Die Ideen-Fabrik der neuen Turnierleitung lief weiter auf Hochtouren. Ein Speed-Derby über neugestaltete Naturhindernisse war einer der Knüller. Der alte Sandplatz wurde endgültig eingesät und in einen Rasenplatz verwandelt. Was Thomas Fuchs (Schweiz) und Major AC Folien für sich nutzen konnten, um den Großen Preis nach Hause zu reiten. Isabell Werth und der kantige Hannoveraner Gigolo FRH gewannen den Grand Prix Special mit einem Punkt Vorsprung vor Martin Schaudt und dem mächtigen braunen Westfalen Durgo, die vom fachkundigen Wiesbadener Publikum als die eigentlichen Sieger gefeiert wurden. In der Grand Prix Kür siegten My Lord und Nadine Capellmann-Biffar. Mehr Komfort und Gastronomie für die Besucher. Weitere Integration der Messe „Salon du Cheval" und - die 1. „Wiesbadener Pferdenacht"; eine Show-Gala vom Feinsten, für die WRFC-Vorstandsmitglied Ulrich Schneider und Rolf Ehiers verantwortlich zeichneten. Spot an! Und der Parcours tauchte in märchenhaftes Licht, Action nonstop und - Pferde, Pferde, Pferde! Als absoluter Höhepunkt Live-Einblendungen ins aktuelle Sportstudio, ein Riesenerfolg, und in den Folgejahren mit Flutlichtkür und Grossem Preis die Publikumsmagneten. Die Bilanz nach 4 Turniertagen fiel durchweg positiv aus. Was die Präsidentin des Clubs mit ihrer fünfköpfige Turnierleitung (Rainer Mosch, Rolf Schumann, Ulrich Schneider, Gerd Gmeiner und Frank Rothenberger), unterstützt von einem potenten Sponsorenpool, auf die Beine gestellt hatte, war nicht nur hochklassiger Turniersport, sondern für 42.000 Besucher zugleich ein hessisches Volksfest.
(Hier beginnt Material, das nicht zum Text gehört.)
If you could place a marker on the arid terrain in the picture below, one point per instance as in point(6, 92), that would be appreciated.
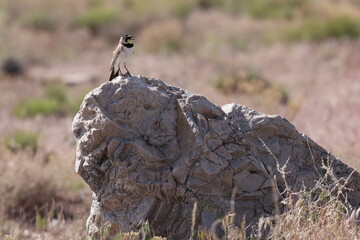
point(299, 59)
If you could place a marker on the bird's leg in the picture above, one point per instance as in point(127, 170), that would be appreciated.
point(120, 69)
point(126, 69)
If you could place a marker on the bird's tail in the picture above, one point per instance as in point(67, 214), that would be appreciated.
point(114, 74)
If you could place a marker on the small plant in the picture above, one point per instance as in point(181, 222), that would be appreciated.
point(31, 108)
point(164, 37)
point(274, 8)
point(22, 140)
point(40, 222)
point(338, 27)
point(40, 20)
point(97, 18)
point(58, 92)
point(183, 9)
point(55, 102)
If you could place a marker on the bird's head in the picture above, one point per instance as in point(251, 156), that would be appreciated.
point(127, 39)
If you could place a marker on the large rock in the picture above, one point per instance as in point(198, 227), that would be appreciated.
point(149, 151)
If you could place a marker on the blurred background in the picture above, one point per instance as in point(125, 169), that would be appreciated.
point(297, 58)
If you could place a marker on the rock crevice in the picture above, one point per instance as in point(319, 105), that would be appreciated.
point(149, 151)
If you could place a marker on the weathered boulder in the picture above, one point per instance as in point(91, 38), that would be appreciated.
point(149, 151)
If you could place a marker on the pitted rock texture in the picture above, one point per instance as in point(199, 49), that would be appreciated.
point(149, 151)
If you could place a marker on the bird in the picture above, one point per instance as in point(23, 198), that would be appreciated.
point(122, 53)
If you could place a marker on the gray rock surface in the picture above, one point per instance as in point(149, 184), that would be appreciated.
point(149, 151)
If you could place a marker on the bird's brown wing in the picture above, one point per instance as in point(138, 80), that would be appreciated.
point(115, 55)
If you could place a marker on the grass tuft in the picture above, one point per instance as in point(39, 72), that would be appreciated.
point(96, 18)
point(55, 102)
point(337, 27)
point(40, 20)
point(22, 140)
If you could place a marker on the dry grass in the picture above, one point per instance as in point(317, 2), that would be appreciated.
point(53, 40)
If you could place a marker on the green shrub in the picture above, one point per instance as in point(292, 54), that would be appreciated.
point(40, 20)
point(31, 108)
point(58, 92)
point(22, 140)
point(183, 9)
point(96, 18)
point(339, 27)
point(55, 102)
point(274, 8)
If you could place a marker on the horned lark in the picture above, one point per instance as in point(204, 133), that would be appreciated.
point(122, 53)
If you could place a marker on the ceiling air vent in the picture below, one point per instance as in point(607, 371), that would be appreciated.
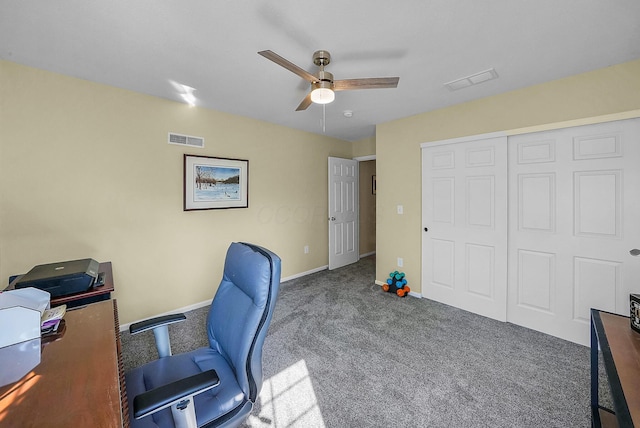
point(186, 140)
point(474, 79)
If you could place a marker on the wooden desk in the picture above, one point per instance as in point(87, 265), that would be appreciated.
point(102, 292)
point(80, 379)
point(620, 348)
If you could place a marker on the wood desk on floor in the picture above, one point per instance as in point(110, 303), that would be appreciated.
point(79, 381)
point(620, 347)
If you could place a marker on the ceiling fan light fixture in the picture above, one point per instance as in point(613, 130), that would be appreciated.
point(322, 93)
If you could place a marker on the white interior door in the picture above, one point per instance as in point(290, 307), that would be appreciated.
point(464, 194)
point(343, 212)
point(574, 217)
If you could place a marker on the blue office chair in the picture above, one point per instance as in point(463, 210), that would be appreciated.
point(215, 386)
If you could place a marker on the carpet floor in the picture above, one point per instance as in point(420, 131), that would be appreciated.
point(342, 353)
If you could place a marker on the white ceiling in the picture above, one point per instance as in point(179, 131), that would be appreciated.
point(212, 45)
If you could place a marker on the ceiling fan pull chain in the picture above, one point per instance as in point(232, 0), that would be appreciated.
point(324, 118)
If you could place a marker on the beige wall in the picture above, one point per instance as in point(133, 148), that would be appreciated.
point(86, 171)
point(367, 208)
point(584, 98)
point(364, 147)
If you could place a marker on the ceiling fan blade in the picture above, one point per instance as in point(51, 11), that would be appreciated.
point(367, 83)
point(305, 103)
point(288, 65)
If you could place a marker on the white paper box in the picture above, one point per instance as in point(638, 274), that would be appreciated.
point(30, 297)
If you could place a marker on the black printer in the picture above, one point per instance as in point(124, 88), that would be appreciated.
point(62, 278)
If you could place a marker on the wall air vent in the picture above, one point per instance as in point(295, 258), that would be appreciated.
point(186, 140)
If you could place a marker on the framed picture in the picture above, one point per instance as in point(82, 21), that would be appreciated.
point(215, 183)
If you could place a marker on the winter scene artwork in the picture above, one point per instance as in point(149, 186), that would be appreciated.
point(212, 183)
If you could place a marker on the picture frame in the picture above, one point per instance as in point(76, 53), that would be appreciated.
point(215, 183)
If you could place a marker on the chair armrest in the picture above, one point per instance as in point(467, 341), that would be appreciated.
point(152, 323)
point(164, 396)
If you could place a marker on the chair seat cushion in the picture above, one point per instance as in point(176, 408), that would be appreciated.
point(210, 405)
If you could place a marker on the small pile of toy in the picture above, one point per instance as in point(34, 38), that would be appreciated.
point(396, 283)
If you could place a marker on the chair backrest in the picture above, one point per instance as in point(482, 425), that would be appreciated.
point(242, 309)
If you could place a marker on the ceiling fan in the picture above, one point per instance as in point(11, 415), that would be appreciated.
point(322, 83)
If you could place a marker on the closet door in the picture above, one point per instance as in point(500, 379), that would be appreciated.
point(574, 197)
point(464, 245)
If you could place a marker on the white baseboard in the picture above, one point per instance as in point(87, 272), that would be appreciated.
point(300, 275)
point(125, 327)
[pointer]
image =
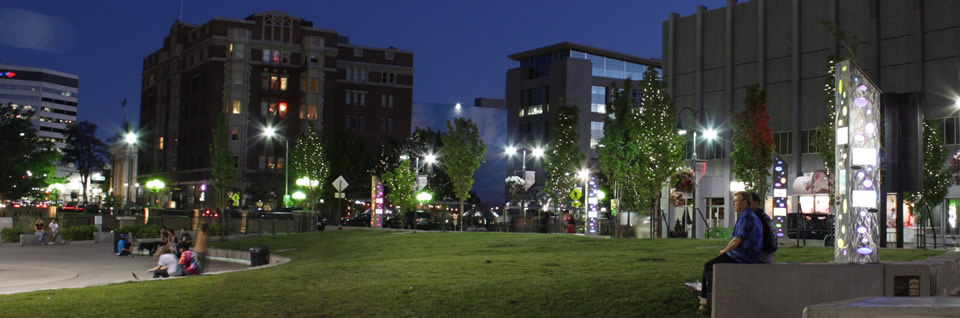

Die Hubertusjagd rundete wie immer die gelungene Saison ab.

1996

Traditionsgemäß wurde das Jubiläumsturnier (60.) mit dem beliebten Reiter- und Kutschenkorso durch die Innenstadt Wiesbadens eröffnet. 32 Kutschen und 80 Reiter der Wiesbadener Reitvereine lockten viele neugierige Schaulustige an. Zum 2. Mal wurde die „Wiesbadener Pferdenacht" veranstaltet. Noch weit nach Mitternacht tummelten sich mehr als 15.000 begeisterte Menschen im Schlosspark. Erstmals wurde der Überflieger im Parcours gesucht; Man ermittelte den „Pfingstchampion", der sich aus einer gemeinsamen Wertung von Team-Trophy und Großem Preis ergab. Letzterer wurde in einem furiosen Stechfinale gegen Hugo Simon und E.T. von Ludger Beerbaum auf der Jahrhundertstute Ratina Z gewonnen. Ludger Beerbaum war damit auch Pfingstchampion sowie erfolgreichster Springreiter des Turniers. Den Grand Prix Special entschieden Monica Theodorescu und Grunox, die Grand Prix Kür Michael Klimke und Raikito für sich. Mit der Hubertusjagd hinter der Warendorfer Meute ging die Saison der Wiesbadener Herbstjagden im November zu Ende. Erfolgreichste Aktive des WRFC waren in diesem Jahr Catharina Schmidt (Springen) sowie Regine Koch und Viola Kettner (Dressur).